Сарданапал. Эта мысль мне нравится!
Мандрогеронт. Подойди же, говорят тебе, да загляни одним глазком.
Сарданапал. Как, что я вижу? Там вся челядь наготове с палками и с розгами.
Мандрогеронт. Клянусь, не иначе, как Злосчастья ожидают эти суеверные! Подойди-ка, нагони на них страху: говори, что ты — Злосчастье, и грозись вломиться в дом.
Сарданапал. Эй, Кверол!
Кверол (из дому). Кто там?
Сарданапал. Отвори скорее дверь!
Кверол. А зачем?
Сарданапал. Хочу вернуться я к себе домой!
Кверол. Эй, Пантомал, эй, Зета, заходите справа, слева! Убирайся прочь, Злосчастье, туда, куда жрец унес тебя!
Сарданапал. Эй, Кверол!
Кверол. Зачем ты зовешь меня? Сарданапал. Я твоя судьба, и маг тебе предсказывал, что я вернусь!
Кверол. Убирайся! Нынче даже самого Счастья не пущу к себе я в дом!
Мандрогеронт. Ты, Сикофант, отвлеки их к этой двери, а я тем временем заброшу нашу урну к ним в окно.
Сикофант. Отворите эти двери!
Кверол. Эй, скорее, все сюда!
Мандрогеронт (бросает урну в окно). Вот тебе, Кверол, получай Эвклионово сокровище! Чтоб не знавать других сокровищ ни тебе, ни детям твоим!

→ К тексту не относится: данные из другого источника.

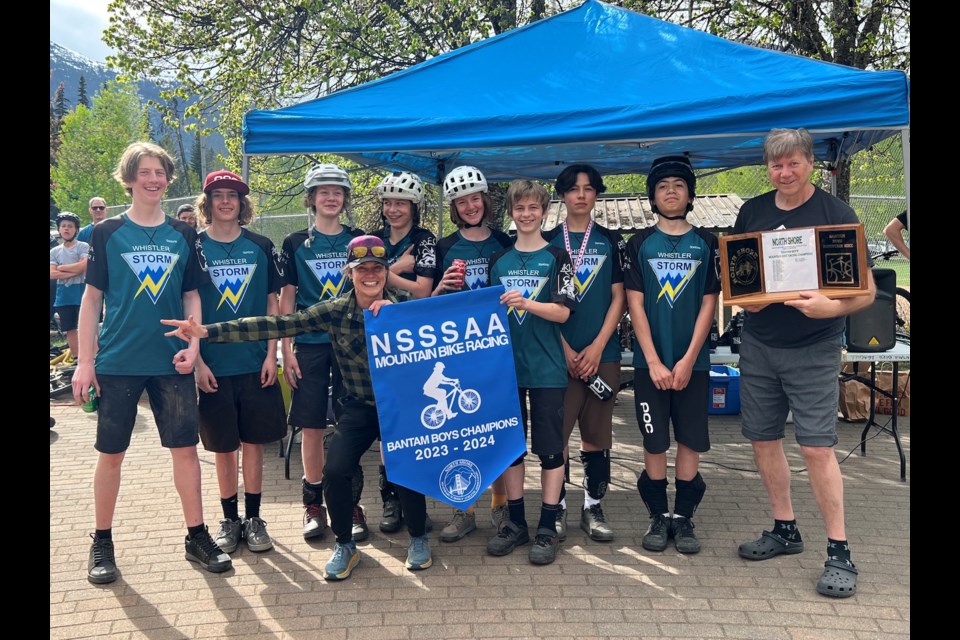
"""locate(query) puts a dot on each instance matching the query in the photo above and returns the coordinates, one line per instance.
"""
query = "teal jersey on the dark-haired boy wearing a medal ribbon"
(602, 266)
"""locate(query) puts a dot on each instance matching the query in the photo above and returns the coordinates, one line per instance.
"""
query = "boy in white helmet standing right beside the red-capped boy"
(313, 260)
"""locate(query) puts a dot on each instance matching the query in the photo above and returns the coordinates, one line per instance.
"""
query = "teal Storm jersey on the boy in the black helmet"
(674, 273)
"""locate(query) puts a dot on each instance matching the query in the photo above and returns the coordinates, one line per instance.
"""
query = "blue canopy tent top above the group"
(595, 84)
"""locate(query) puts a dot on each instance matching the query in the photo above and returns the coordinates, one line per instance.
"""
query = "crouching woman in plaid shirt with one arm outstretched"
(358, 426)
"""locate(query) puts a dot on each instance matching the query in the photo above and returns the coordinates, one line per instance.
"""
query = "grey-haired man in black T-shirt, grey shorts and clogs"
(790, 360)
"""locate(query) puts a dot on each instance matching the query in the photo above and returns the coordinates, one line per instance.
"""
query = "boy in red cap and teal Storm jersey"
(241, 405)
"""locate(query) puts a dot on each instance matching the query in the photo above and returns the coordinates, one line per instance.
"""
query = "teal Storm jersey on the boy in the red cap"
(242, 273)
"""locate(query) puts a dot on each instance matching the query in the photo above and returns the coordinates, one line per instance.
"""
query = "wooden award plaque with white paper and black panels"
(774, 266)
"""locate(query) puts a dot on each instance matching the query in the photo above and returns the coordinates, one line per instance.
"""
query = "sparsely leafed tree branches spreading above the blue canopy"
(245, 55)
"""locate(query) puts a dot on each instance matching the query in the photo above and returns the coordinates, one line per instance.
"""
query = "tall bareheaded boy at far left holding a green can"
(145, 266)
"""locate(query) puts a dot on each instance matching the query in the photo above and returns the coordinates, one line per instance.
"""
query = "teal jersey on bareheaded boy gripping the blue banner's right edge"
(544, 275)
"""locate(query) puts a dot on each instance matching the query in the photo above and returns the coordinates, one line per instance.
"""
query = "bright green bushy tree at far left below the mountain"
(92, 142)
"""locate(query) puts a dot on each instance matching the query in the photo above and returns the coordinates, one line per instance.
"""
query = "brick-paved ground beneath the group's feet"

Дело сделано: скорей на корабль, чтобы с нами снова не стряслось какой беды!
Сарданапал. Ах, как видно, все равно уж сегодня от беды нам не уйти! Подойду-ка я поближе: больно любопытно, что там скажет наш Кверол? Человек он суеверный, и труслив до крайности. Каково-то перепугает его наш покойничек? Ну-ка, навострю я ухо!.. Как? Что я слышу? весь дом ликует, все прыгают от радости. Я погиб! Прислушаюсь еще раз... Конечно! В дом их счастие пришло! Горе нам, горе! Тащат мешки, ларцы, сундуки, считают золото, позвякивают солидами. О, я несчастный! Жизнь скрывалась там, где смерть мы видели! Ах, оплошали мы, горемыки, да как! оплошали, и не раз! Совершилось превращенье: взяли прах, а вернули золото. Что же мне делать? Бежать, да и только, чтоб не схватили, как вора! Пойду к моим товарищам, чтобы такое дело — вот уж поистине, погребение! — не мне одному оплакивать.